CONJUNTURA

Crise da Evergrande alerta sobre possível desaceleração da economia chinesa

Com dívida de US$ 300 bilhões, gigante chinês da construção civil tem dificuldade para pagar credores e gera o temor de que uma crise possa eclodir no país asiático, com reflexos em todo o mundo, inclusive no Brasil. Bolsa cai 2,33%. Dólar sobe.

Fernanda Strickland
postado em 21/09/2021 06:00
Torres construídas pelo grupo Evergrande na China. Dúvida é se o governo de Pequim vai atuar para evitar a quebra do conglomerado -  (crédito: Windmemories/Wikimedia Commons)
Torres construídas pelo grupo Evergrande na China. Dúvida é se o governo de Pequim vai atuar para evitar a quebra do conglomerado - (crédito: Windmemories/Wikimedia Commons)

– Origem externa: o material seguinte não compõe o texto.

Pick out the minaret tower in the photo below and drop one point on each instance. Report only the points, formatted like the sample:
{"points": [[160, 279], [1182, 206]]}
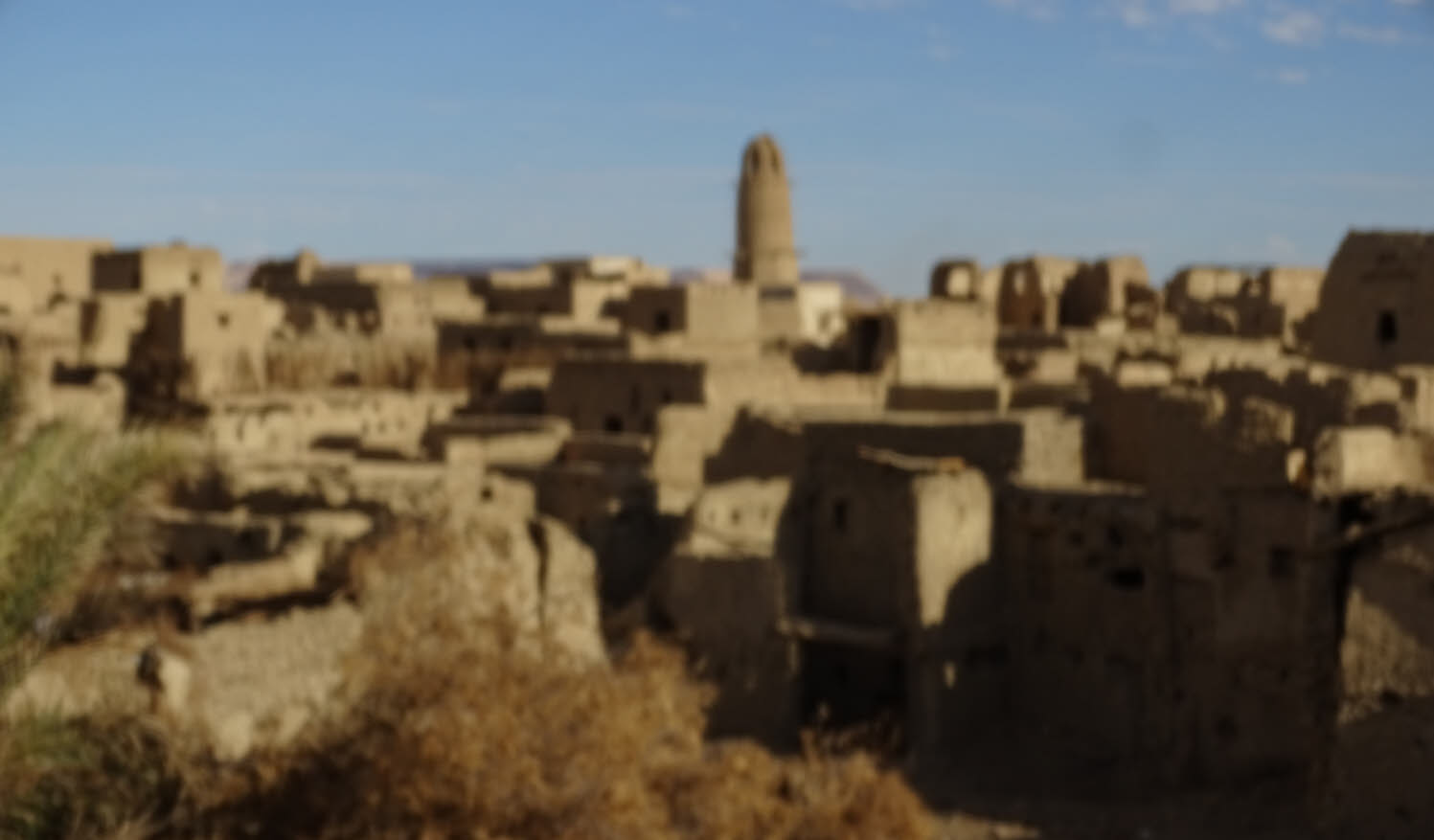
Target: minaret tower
{"points": [[764, 247]]}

A crise do conglomerado da construção civil Evergrande, segunda maior empresa chinesa, provocou um terremoto, ontem nos mercados financeiros globais e acendeu um alerta sobre uma possível desaceleração brusca da economia da China, que teria efeitos severos em todo o mundo, em especial sobre países como o Brasil. Não à toa, a Bolsa de Valores de São Paulo (B3) chegou a operar em baixa acima de 3% durante boa parte do pregão. No fim do dia, o Ibovespa, índice que reflete o desempenho das principais ações, fechou em queda de 2,33%, aos 108.844 pontos. Foi o menor nível de fechamento desde 23 de novembro do ano passado. O dólar subiu para R$ 5,53, com alta de 0,93%.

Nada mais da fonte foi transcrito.